Israel kemudian memutar hipotesis untuk serangan ini dan menghubungkannya dengan “serangan yang direncanakan” sebagai tanggapan atas penahanan Al-Saadi pekan lalu. Pimpinan Jihad Islam di pengasingan ingin menanggapi dari Gaza, tetapi Hamas dan faksi Palestina lainnya, termasuk Jihad Islam di Gaza, tidak setuju. Mereka menginginkan tanggapan dari Tepi Barat, tempat Al-Saadi tinggal dan ditahan, sehingga akan memicu konfrontasi yang lebih luas dengan otoritas pendudukan untuk menghentikan pelanggaran harian mereka terhadap hak, rumah, dan pertanian Palestina. Tanggapan semacam itu juga dapat mencegah serangan pemukim ilegal Israel yang didukung negara terhadap warga Palestina dan properti mereka.
Namun, ketika negara pendudukan menyatakan ofensifnya di Gaza dan menyebutnya “Breaking Dawn”, Hamas tidak tinggal diam. Ini mengeksploitasi rencana Israel untuk “memecah belah dan memerintah” dan menjalankan respons dari belakang layar.
Agar tidak merusak reputasinya, Lapid tidak ingin melihat kantong mayat kembali ke Israel, yang akan merugikan kampanye pemilihannya. Itu sebabnya dia melakukan yang terbaik untuk membuat konfrontasi dengan Jihad Islam sendirian, mengetahui kemampuannya yang terbatas untuk menimbulkan kerusakan pada tentara dan rakyat Israel. Namun, dia lupa bahwa kebanyakan orang Palestina, terlepas dari perbedaan politik dan agama mereka, sebenarnya bersatu.
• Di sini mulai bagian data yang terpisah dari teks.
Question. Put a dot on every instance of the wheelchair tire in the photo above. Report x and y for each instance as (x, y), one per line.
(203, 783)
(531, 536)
Menurut Yedioth Ahronoth, Israel berhasil menerapkan kebijakan “memecah belah dan memerintah” karena membuat Hamas “netral” selama serangan, tetapi Amos Harel dari Haaretz mengatakan bahwa, “Hamas akan memutuskan durasi dan intensitas konflik jika operasi tidak segera berakhir, hal-hal bisa menjadi tidak terkendali dan Lapid bisa menjadi Olmert lain.” Ini mengacu pada mantan Perdana Menteri Ehud Olmert yang menjabat selama perang 2008/9 di Gaza.
Koresponden militer Yedioth Ahronoth, Yoav Zeitoun mengatakan bahwa Israel menghadapi dilema ketika memutuskan untuk menetralisir Hamas, karena negara terlibat dalam pertempuran di Gaza tanpa mengetahui tangan yang membalas. “Taktik militer di Gaza membuktikan bahwa ada kekuatan militer yang bergerak dalam kegelapan,” tambahnya.
Israel melakukan kesalahan besar dengan mengeluarkan Hamas dari pertempuran, kata analis militer Gal Burger. “Hamas berinvestasi dalam kesalahan ini dan menjalankan pertempuran dari balik pintu tertutup,” jelasnya. “Semuanya [faksi] membalas atas nama Jihad Islam. Yair Lapid adalah alasannya.”
Selama serangan, Hamas mengatakan dengan jelas bahwa mereka mendukung Jihad Islam dalam menanggapi agresi Israel. Jihad Islam sendiri mengatakan bahwa itu adalah Ruang Operasi Gabungan yang dibentuk oleh sayap militer dari semua faksi Palestina yang menjalankan pertempuran.
Saya pikir rentetan besar roket jarak jauh yang ditembakkan ke Israel diluncurkan oleh sayap militer Hamas, Brigade Al-Qassam. Bahkan analis militer Israel mengatakan bahwa serangan ini bukan dari Jihad Islam, dan mereka percaya bahwa Lapid melakukan kesalahan ketika perdana menteri berusaha untuk “menetralisir” Hamas.